STATE OF WISCONSIN
LABOR AND INDUSTRY REVIEW COMMISSION
P O BOX 8126, MADISON, WI 53708-8126 (608/266-9850)


MICHAEL J PERCIFIELD, Applicant

MIDLAND PLASTICS INC, Employer

WORKER'S COMPENSATION DECISION
Claim No. 91064268


Pursuant to the timely petition for review filed by the employer in the above-captioned matter, the commission has considered the petition and all relief requested. The commission has reviewed the applicable records and evidence and finds that the administrative law judge's findings and order are supported thereby. The commission therefore adopts the findings and order of the administrative law judge as its own.

NOW, THEREFORE, the Labor and Industry Review Commission does

ORDER

That the findings and order of the administrative law judge are hereby affirmed.

Dated and mailed at Madison, WI October 31, 1994.
ND § 7.29

Pamela I. Anderson, Chairman

Richard T. Kreul, Commissioner

James R. Meier, Commissioner

MEMORANDUM OPINION

According to the applicant's testimony at the hearing, he had obtained prior authorization from his foreman to be off work on February 7 because of a doctor's appointment. The applicant introduced a return to work slip from the doctor's office manager dated February 7 to verify a visit on that date. He contends he called the employer's business on February 7 to inform his supervisor of the results of the visit, but was transferred to the materials manager (a higher-up), Daniel Pitterle, who fired him. The foreman, Scott Schaefer, did not testify at the hearing.

In its petition for commission review, the employer contends that it was well within its rights to discharge the applicant and that the administrative law judge incorrectly concluded the applicant's absence on February 7, 1992, was excused. The employer contends that it was incredible that the applicant would have taken a day of his own vacation to visit a doctor, and noted that the applicant had no vacation time left anyway.

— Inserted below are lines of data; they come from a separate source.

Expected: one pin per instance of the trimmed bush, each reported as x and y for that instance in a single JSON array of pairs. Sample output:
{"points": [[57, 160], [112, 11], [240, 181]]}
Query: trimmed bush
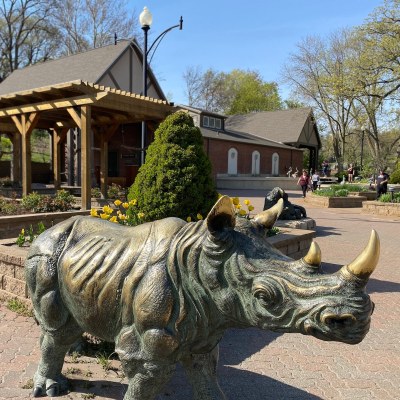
{"points": [[175, 180]]}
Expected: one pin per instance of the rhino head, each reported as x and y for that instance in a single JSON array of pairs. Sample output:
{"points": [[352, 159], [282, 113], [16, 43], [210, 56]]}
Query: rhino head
{"points": [[254, 284]]}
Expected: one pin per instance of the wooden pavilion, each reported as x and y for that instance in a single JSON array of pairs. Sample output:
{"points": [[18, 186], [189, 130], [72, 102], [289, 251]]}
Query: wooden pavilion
{"points": [[96, 110]]}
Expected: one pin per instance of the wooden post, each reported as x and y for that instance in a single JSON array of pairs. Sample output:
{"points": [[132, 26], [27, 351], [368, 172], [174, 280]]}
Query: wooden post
{"points": [[86, 156], [25, 126], [58, 137], [104, 139], [15, 173]]}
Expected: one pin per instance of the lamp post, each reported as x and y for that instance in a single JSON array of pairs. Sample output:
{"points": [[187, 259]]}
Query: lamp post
{"points": [[146, 19], [362, 145]]}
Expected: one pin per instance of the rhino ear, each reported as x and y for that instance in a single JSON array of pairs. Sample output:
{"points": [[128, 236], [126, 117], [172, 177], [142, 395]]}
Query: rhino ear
{"points": [[221, 216], [268, 217]]}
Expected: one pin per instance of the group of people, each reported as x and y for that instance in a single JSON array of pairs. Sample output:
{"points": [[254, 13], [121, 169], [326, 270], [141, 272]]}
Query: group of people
{"points": [[308, 182]]}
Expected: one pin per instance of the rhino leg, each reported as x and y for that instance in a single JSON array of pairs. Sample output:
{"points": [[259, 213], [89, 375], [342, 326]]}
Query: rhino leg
{"points": [[146, 379], [202, 374], [59, 329]]}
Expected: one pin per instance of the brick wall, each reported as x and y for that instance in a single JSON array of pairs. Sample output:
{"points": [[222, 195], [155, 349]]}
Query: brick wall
{"points": [[217, 151]]}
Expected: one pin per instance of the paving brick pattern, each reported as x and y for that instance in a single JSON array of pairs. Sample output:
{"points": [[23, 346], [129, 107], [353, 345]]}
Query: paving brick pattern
{"points": [[257, 364]]}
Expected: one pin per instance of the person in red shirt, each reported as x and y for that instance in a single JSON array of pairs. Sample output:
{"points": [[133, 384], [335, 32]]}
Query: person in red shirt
{"points": [[304, 182], [350, 173]]}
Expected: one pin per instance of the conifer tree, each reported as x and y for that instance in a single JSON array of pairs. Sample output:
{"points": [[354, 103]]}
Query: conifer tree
{"points": [[175, 180]]}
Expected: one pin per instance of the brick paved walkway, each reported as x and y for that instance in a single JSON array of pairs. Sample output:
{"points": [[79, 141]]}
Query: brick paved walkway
{"points": [[255, 364]]}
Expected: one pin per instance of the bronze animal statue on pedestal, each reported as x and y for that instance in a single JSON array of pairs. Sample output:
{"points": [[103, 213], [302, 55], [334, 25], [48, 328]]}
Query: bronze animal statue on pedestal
{"points": [[166, 291]]}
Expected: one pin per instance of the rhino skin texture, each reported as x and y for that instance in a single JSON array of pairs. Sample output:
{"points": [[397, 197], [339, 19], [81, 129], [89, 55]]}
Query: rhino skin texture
{"points": [[166, 291]]}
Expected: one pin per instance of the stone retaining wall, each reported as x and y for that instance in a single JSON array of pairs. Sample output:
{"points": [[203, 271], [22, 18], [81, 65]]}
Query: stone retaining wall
{"points": [[10, 226], [336, 202], [292, 242], [380, 208]]}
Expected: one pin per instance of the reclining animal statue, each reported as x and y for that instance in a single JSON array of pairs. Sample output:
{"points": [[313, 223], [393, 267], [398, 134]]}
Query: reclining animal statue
{"points": [[165, 292]]}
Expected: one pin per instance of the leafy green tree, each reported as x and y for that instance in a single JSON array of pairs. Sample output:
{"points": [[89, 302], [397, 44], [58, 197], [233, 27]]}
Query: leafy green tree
{"points": [[175, 180], [236, 92]]}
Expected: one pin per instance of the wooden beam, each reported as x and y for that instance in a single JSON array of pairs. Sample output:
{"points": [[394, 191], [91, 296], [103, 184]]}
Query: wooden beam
{"points": [[86, 157], [54, 104], [75, 116], [58, 136]]}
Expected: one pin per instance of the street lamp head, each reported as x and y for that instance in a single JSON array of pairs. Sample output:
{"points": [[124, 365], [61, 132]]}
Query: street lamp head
{"points": [[145, 18]]}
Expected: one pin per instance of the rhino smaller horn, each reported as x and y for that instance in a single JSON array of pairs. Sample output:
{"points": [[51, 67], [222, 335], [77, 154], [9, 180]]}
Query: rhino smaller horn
{"points": [[363, 265], [268, 217], [313, 257], [221, 216]]}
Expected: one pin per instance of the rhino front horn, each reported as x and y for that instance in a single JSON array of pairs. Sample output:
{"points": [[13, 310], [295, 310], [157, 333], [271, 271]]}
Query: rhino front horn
{"points": [[363, 266], [268, 217]]}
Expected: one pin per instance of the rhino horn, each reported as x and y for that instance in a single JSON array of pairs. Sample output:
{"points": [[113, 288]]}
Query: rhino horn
{"points": [[268, 217], [363, 265], [313, 257], [221, 216]]}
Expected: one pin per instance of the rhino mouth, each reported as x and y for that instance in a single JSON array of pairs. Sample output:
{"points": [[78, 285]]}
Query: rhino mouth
{"points": [[344, 327]]}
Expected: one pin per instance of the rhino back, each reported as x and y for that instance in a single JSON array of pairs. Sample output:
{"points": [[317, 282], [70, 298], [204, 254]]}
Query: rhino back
{"points": [[103, 266]]}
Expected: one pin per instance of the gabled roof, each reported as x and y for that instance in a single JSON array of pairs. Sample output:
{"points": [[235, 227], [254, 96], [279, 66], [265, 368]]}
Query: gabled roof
{"points": [[284, 126], [88, 66], [241, 137]]}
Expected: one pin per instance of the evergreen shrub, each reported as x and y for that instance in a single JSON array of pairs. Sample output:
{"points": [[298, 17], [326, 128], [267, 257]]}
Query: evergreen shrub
{"points": [[175, 180]]}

This, of course, assumes that the applicant meant he was taking an official vacation day with pay for February 7. The applicant's testimony could be construed to mean he simply wanted time off work for the doctor's appointment with advance notice, as opposed to calling in sick as he had the previous two days. The fact he may have no formal no vacation time left does not mean the commission must reject the applicant's testimony that his foreman authorized a day off to seek medical treatment in advance.

The employer also argues it had good cause to discharge the applicant for poor attendance, regardless of the February 7 absence. It cites two arbitrator's decisions apparently finding good cause for discharges due to excessive illness over extended periods of time.

The rule in unreasonable refusal to rehire cases under sec. 102.35, Stats., is that:

"After an employe shows that she has been injured in the course of employment and subsequently is denied rehire, it becomes the burden of the employer to show reasonable cause for not rehiring the applicant."

West Bend v. LIRC, 149 Wis. 2d 110, 123 (1989) and Dielectric Corp. v. LIRC, 111 Wis. 2d 270, 278 (Ct. App., 1993). A discharge after a work injury may serve as the basis for an unreasonable refusal to rehire claim. Dielectric, at 111 Wis. 2d 278. It is equally clear that a poor attendance record may provide reasonable cause for a discharge, thus eliminating liability under sec. 102.35, Stats. Dielectric, at 111 Wis. 2d 279. However, the employer must still show the discharge was for a reasonable cause, not simply one unrelated to worker's compensation.

In this case, it appears that most of the applicant's attendance problems arose after his absence for a work injury in September and October 1991. The applicant testified some of the attendance problems arose because of adverse effects from medication. The record contains credible evidence to the effect that the final absence after which the applicant was discharged was excused in advance. Under these circumstances the commission agrees with the administrative law judge that the employer has not met its burden of showing a reasonable basis for discharging the applicant.

cc: ATTORNEY MICHAEL W FLEMING
MICHAEL W FLEMING SC

ATTORNEY RONALD S STADLER
SCHOBER AND RADTKE


Appealed to Circuit Court. Affirmed November 20, 1995.